Non tutte le donne approvavano. Molte se ne ritraevano con fastidio o ne denunciavano l’ambivalenza. Miriam Mafai, rievocando le piazze ardenti di quegli anni, confessa lo smarrimento delle più anziane. Anche Paola Agosti, sapientissima fotografa del movimento, ammette la fatica del confronto con “l’ideologia femminista”. E gli uomini?
Tra tante militanti, sociologhe, antropologhe, filosofe, storiche dell’arte e registe interpellate dal Gesto femminista , s’avverte la mancanza di una voce maschile. Come reagirono alla provocazione? “Sordi” e “ciechi”, sintetizza nel suo bel saggio Letizia Paolozzi. Sappiamo poco di ciò che accadde all’identità dell’uomo. Quasi nessuno intercettò il baldanzoso gesto che rovesciava il mondo. Ritirarsi nel proprio guscio fu la pratica più diffusa.
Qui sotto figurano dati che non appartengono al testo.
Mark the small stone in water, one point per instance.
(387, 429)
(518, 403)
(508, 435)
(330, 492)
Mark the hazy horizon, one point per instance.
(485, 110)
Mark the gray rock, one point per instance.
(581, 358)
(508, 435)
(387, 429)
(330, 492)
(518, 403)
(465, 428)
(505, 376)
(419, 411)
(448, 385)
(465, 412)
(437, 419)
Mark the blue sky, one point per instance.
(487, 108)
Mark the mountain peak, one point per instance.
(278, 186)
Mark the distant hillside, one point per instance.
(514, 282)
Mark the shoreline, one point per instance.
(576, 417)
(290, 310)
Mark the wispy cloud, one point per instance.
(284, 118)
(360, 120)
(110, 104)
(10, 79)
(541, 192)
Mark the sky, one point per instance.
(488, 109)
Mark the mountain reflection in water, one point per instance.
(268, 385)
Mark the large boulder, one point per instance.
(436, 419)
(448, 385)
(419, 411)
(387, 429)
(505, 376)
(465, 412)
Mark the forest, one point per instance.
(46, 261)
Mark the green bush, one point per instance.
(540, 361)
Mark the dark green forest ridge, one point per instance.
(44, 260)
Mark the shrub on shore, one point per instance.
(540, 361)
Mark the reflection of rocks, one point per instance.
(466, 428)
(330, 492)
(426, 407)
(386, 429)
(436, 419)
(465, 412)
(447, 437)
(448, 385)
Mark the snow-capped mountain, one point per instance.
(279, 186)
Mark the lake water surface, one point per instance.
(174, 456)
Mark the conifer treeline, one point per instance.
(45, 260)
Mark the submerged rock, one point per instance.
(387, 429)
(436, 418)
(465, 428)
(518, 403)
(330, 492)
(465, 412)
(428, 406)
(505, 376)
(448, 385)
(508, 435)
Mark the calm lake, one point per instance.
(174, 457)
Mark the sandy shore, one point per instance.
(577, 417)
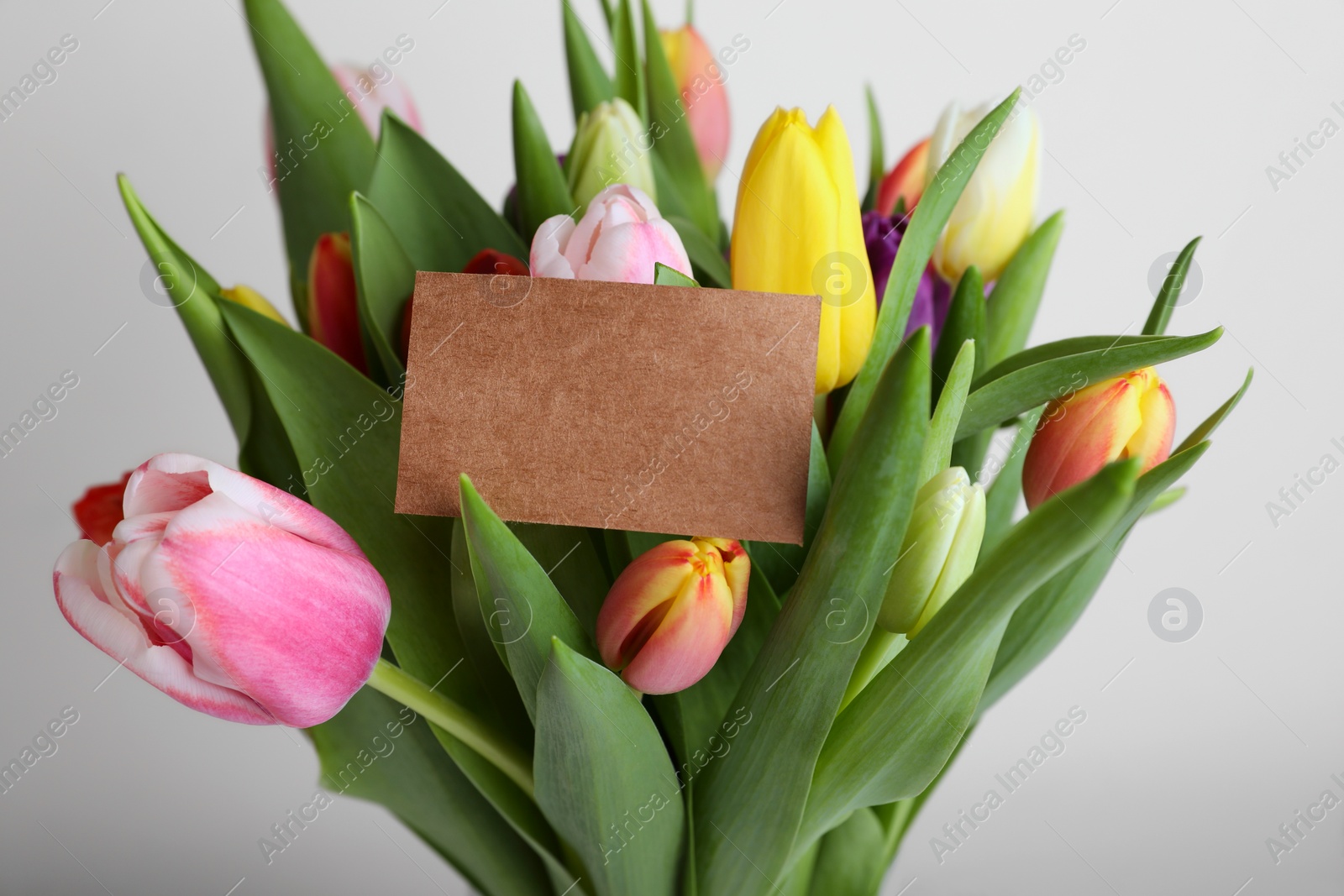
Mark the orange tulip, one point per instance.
(1131, 416)
(671, 613)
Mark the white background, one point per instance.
(1160, 129)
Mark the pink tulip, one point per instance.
(1131, 416)
(228, 595)
(620, 239)
(671, 613)
(701, 81)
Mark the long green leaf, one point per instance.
(437, 217)
(519, 600)
(877, 164)
(1012, 305)
(604, 778)
(1046, 617)
(1018, 385)
(385, 280)
(900, 730)
(192, 291)
(589, 82)
(1211, 423)
(324, 150)
(628, 81)
(378, 752)
(706, 259)
(674, 143)
(750, 802)
(917, 244)
(783, 562)
(1169, 291)
(542, 191)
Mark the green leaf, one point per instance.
(1046, 617)
(1169, 291)
(877, 165)
(629, 70)
(851, 857)
(542, 191)
(589, 82)
(1016, 296)
(694, 716)
(674, 141)
(385, 280)
(1055, 369)
(965, 320)
(942, 430)
(324, 150)
(437, 217)
(706, 259)
(1001, 497)
(1207, 427)
(604, 778)
(192, 291)
(752, 799)
(900, 731)
(521, 604)
(664, 275)
(781, 562)
(917, 244)
(413, 778)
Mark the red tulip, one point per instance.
(1131, 416)
(906, 181)
(333, 302)
(671, 613)
(228, 595)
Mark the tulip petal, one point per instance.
(689, 641)
(81, 600)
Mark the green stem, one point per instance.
(454, 719)
(880, 647)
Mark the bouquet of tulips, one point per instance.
(611, 712)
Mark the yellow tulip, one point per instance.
(799, 230)
(998, 207)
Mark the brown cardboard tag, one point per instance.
(656, 409)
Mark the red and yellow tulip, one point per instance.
(1131, 416)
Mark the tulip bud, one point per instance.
(620, 239)
(608, 149)
(799, 230)
(228, 595)
(249, 297)
(333, 300)
(705, 97)
(1131, 416)
(98, 511)
(905, 181)
(671, 613)
(938, 553)
(998, 207)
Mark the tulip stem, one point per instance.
(454, 719)
(880, 649)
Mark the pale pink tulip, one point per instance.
(228, 595)
(620, 239)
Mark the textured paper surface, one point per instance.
(656, 409)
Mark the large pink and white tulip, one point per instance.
(620, 239)
(228, 595)
(671, 613)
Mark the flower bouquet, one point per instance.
(606, 711)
Far finta di niente, sperare che la ricreazione finisse.
Ma la campanella sarebbe suonata troppo tardi.
E oggi, cos’è rimasto del significato politico di quel simbolo? Se esporre allora l’organo della sessualità ebbe un’innegabile carica dirompente, riproporlo oggi diventa un atto imputabile di ambiguità. Consegnato il gesto delle mani al robivecchi del femminismo, sopravvive invece il segno genitale che in anni più recenti ha nutrito in America l’iconografia delle Vagina Warriors e del V-day. Una bandiera estetica che rischia di annacquare la portata sovversiva delle origini. Le “vagine parlanti” di Eva Ensler – nota con lucidità Laura Corradi – tendono a inchiodare le donne al sesso biologico, esattamente come nel passato. La sessualità diventa la componente predominante dell’identità femminile, lasciando in ombra quelle trasformazioni sociali ed economiche che un tempo erano parte essenziale della protesta. Lo spiegano bene le femministe culturalmente più agguerrite: emanciparsi non significa solo far carriera o amabilmente colloquiare con il proprio organo sessuale. Non è un caso che sull’attivismo nordamericano cresciuto intorno ai Monologhi della Ensler siano fioccate accuse di colonialismo: è la critica mossa dalle donne escluse, quelle del vasto mondo non occidentale. Anche sul topless delle Femen, le studentesse che mettono in mostra il corpo al posto delle armi, s’allunga il sospetto di voyerismo. E qualche perplessità sollevano gli show che spettacolarizzano il dolore delle donne puntando sull’effetto mediatico e su corpi attraenti.
Il salto di civiltà viene disegnato anche dalle diverse “parole d’ordine” scandite nel tempo. Da “Il corpo è mio e lo gestisco io”, didascalia del femminismo storico, a “Figa è bello” e “Fuck me” ora orgogliosamente esibiti su magliette aderenti. Ancor più di poderosi trattati, pochi slogan possono raccontare il tramonto di una speranza collettiva. E spiegare perché oggi le ragazze, molto più libere sessualmente, sorridano di meno di quelle nonne assai più libere nella testa.